Lors du récent Sommet d'Action sur l'IA qui s'est tenu à Paris les 10 et 11 février 2025, un fossé géopolitique significatif s'est révélé alors que les États-Unis et le Royaume-Uni ont choisi de ne pas signer une déclaration soutenue par 58 pays, l'Union européenne et l'Union africaine. Cette déclaration mettait l'accent sur le développement d'une intelligence artificielle 'ouverte, inclusive et éthique'.
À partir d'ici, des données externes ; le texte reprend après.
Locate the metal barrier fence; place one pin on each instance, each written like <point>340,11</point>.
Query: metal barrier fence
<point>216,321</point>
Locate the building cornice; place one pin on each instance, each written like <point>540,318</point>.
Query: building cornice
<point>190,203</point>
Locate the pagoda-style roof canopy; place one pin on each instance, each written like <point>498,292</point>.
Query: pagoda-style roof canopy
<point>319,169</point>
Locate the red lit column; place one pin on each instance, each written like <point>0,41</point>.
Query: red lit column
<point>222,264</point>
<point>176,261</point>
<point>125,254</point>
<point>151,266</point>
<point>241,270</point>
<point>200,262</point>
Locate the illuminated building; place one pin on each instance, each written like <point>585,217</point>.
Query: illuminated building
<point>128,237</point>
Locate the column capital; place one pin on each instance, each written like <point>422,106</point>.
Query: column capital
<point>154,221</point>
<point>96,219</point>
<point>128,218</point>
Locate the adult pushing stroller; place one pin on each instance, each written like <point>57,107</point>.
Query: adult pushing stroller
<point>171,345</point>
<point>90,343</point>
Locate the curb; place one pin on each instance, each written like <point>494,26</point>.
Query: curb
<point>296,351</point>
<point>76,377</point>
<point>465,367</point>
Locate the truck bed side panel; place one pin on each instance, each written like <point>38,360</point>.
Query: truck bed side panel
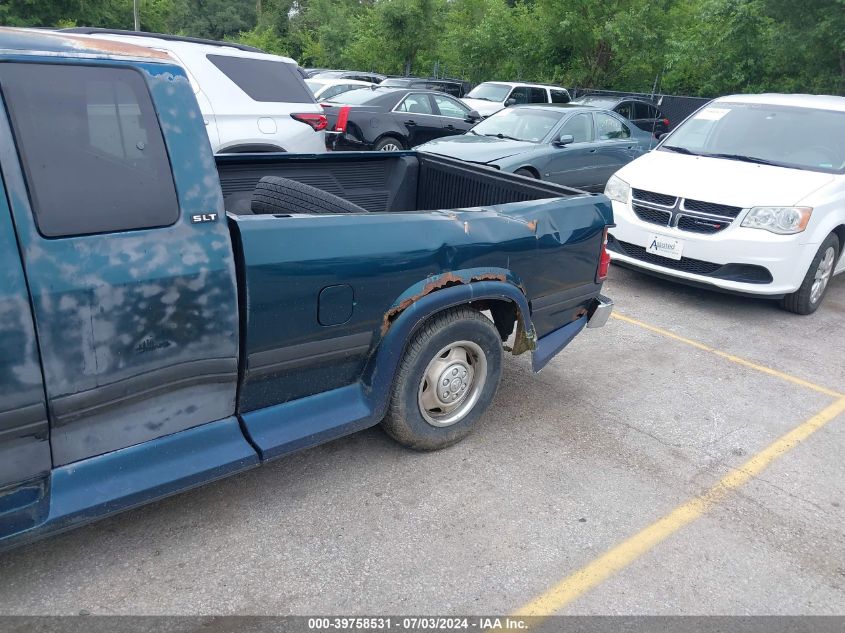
<point>290,263</point>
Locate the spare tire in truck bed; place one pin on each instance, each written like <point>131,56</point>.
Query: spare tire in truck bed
<point>274,194</point>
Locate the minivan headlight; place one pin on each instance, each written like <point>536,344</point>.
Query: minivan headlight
<point>617,189</point>
<point>781,220</point>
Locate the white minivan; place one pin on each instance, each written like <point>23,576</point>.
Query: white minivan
<point>747,195</point>
<point>250,101</point>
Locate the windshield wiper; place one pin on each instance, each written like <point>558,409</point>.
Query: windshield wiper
<point>500,135</point>
<point>680,150</point>
<point>744,159</point>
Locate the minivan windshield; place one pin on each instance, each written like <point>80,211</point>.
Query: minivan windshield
<point>785,136</point>
<point>490,92</point>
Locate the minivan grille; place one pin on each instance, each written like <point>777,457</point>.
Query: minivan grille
<point>647,214</point>
<point>701,225</point>
<point>695,216</point>
<point>685,264</point>
<point>712,208</point>
<point>655,198</point>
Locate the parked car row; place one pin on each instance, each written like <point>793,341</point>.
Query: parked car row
<point>577,146</point>
<point>745,196</point>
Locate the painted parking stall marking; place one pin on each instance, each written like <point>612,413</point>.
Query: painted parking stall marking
<point>631,549</point>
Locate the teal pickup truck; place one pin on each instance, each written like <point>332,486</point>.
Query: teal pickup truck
<point>168,317</point>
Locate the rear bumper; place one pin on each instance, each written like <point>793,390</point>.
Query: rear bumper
<point>601,313</point>
<point>551,344</point>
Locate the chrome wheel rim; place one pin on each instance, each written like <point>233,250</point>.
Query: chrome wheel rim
<point>822,276</point>
<point>452,383</point>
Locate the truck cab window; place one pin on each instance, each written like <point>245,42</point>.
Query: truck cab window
<point>91,147</point>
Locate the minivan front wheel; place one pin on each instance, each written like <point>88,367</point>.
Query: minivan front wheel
<point>809,296</point>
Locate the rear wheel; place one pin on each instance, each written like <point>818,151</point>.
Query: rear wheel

Le vice-président américain JD Vance a exprimé des inquiétudes selon lesquelles une réglementation excessive dans le domaine de l'IA pourrait potentiellement freiner l'innovation au sein d'une industrie transformative. Il a averti que le développement de l'IA aux États-Unis devrait rester libre de se transformer en mécanismes de 'censure autoritaire', reflétant ainsi un contraste marqué avec l'approche prudente promue par d'autres nations au sommet. Cela marque un changement notable des discussions antérieures centrées sur la sécurité des technologies de l'IA vers un cadrage plus compétitif de l'IA en tant que course mondiale.
Tensions croissantes dans la réglementation de l'IA
Le refus des États-Unis et du Royaume-Uni de s'aligner sur la majorité lors du sommet soulève des questions concernant l'avenir de la coopération internationale dans la gouvernance de l'IA. Comme l'a souligné TechCrunch, cette divergence pourrait signaler une nouvelle ère où des priorités nationales différentes pourraient entraver les efforts collaboratifs en vue d'établir des cadres d'IA plus sûrs et inclusifs.
De plus, la position du Royaume-Uni intervient dans le contexte de l'évolution de ses politiques technologiques, suggérant un désir de maintenir la flexibilité dans le développement de l'IA. Selon Al Jazeera, la décision du Royaume-Uni pourrait également refléter des stratégies économiques plus larges visant à renforcer son secteur de l'IA sans contraintes internationales strictes.
Les implications d'une approche divisée
Les implications de cette division sont d'une grande portée. En ne s'engageant pas à une déclaration unifiée, les États-Unis et le Royaume-Uni risquent de créer un paysage fragmenté dans la gouvernance de l'IA, où des normes réglementaires concurrentes pourraient émerger. Alors que les nations priorisent leurs intérêts nationaux dans le développement de l'IA, l'objectif de créer un cadre IA harmonieux à l'échelle mondiale devient de plus en plus compliqué.
Comme l'a fait remarquer SiliconANGLE, cet événement souligne les tensions croissantes entourant la réglementation de l'IA, mettant en évidence la nécessité d'un focus concerté sur l'équilibre entre innovation et considérations éthiques.